With Windows XP Professional x64 Edition now available to the public, we were eager to get our hands on the final version of the product and compare it to the earlier release candidate versions. We found no major surprises. The final shipping version of XP x64 Edition looks exactly like its predecessors and could easily pass for the 32-bit version of XP Professional.
After a week of using the final version of XP x64, I did notice one major difference when compared with the release candidates: Windows Update now navigates to the Windows Server 2003 Service Pack 1 (SP1) version of Microsoft's Web-based software patch and update service. That makes sense, since XP x64 is based on the Windows Server 2003 SP1 code base. According to Microsoft lead product manager Greg Sullivan, this means that XP x64 is the most secure Windows client ever created.
As with the release candidate versions, application compatibility is a mixed bag with the shipping version of XP x64 Edition. There are some improvements, however. Microsoft has done away with the Windows Media 9 Series-related errors that previously dogged some application installs--most notably that of Adobe PhotoShop Elements 3.0--and Microsoft Office 2003 SP1 now installs without any complaints, a welcome change.
Some other applications, however, now display strange error messages.
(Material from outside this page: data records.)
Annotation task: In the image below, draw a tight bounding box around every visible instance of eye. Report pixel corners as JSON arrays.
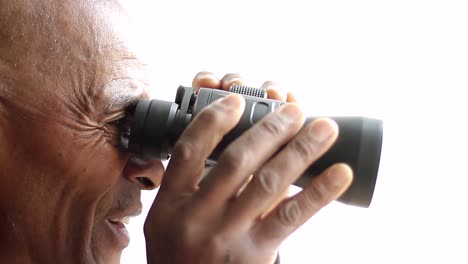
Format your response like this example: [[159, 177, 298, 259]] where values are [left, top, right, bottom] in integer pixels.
[[109, 115, 132, 149]]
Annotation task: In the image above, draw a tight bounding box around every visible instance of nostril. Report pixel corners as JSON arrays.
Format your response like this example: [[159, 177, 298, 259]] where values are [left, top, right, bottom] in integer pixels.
[[136, 177, 154, 189]]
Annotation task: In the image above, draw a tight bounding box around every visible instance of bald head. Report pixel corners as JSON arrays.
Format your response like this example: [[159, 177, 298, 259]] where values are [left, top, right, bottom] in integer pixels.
[[0, 0, 146, 119]]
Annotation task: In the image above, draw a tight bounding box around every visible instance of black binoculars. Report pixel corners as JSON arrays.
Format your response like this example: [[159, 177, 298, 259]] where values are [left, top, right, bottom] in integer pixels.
[[123, 85, 383, 207]]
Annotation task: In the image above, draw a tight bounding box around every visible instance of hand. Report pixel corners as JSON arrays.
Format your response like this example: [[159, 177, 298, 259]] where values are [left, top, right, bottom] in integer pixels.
[[192, 72, 297, 103], [144, 72, 352, 264]]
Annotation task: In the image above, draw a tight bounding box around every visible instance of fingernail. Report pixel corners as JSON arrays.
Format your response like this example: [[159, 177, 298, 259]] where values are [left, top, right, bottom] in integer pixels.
[[327, 164, 353, 188], [219, 94, 240, 107], [280, 104, 303, 120], [310, 120, 337, 143]]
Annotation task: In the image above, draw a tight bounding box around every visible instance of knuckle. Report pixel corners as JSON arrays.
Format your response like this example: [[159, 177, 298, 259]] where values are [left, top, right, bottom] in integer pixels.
[[259, 114, 284, 136], [257, 169, 279, 194], [197, 104, 223, 125], [220, 145, 251, 171], [290, 137, 317, 161], [278, 199, 302, 227], [172, 139, 198, 163], [205, 234, 233, 263], [305, 180, 329, 208]]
Apple's popular ITunes, for example, pops up a dialog when run, alerting you that the application's drivers are "valid but incompatible" with this 64-bit version of Windows.
Indeed, finding compatible drivers will continue to be an issue for quite some time, and Microsoft is upfront about the fact that the x64 platform probably won't be mainstream until Longhorn ships in 2006. However, XP x64 includes over 15,000 device drivers, more than any previous Windows version, and many more will be available on Windows Update in the near future.
"Over 400 companies are lining up to support XP x64," Sullivan says. "But clearly we won't have full driver support this year."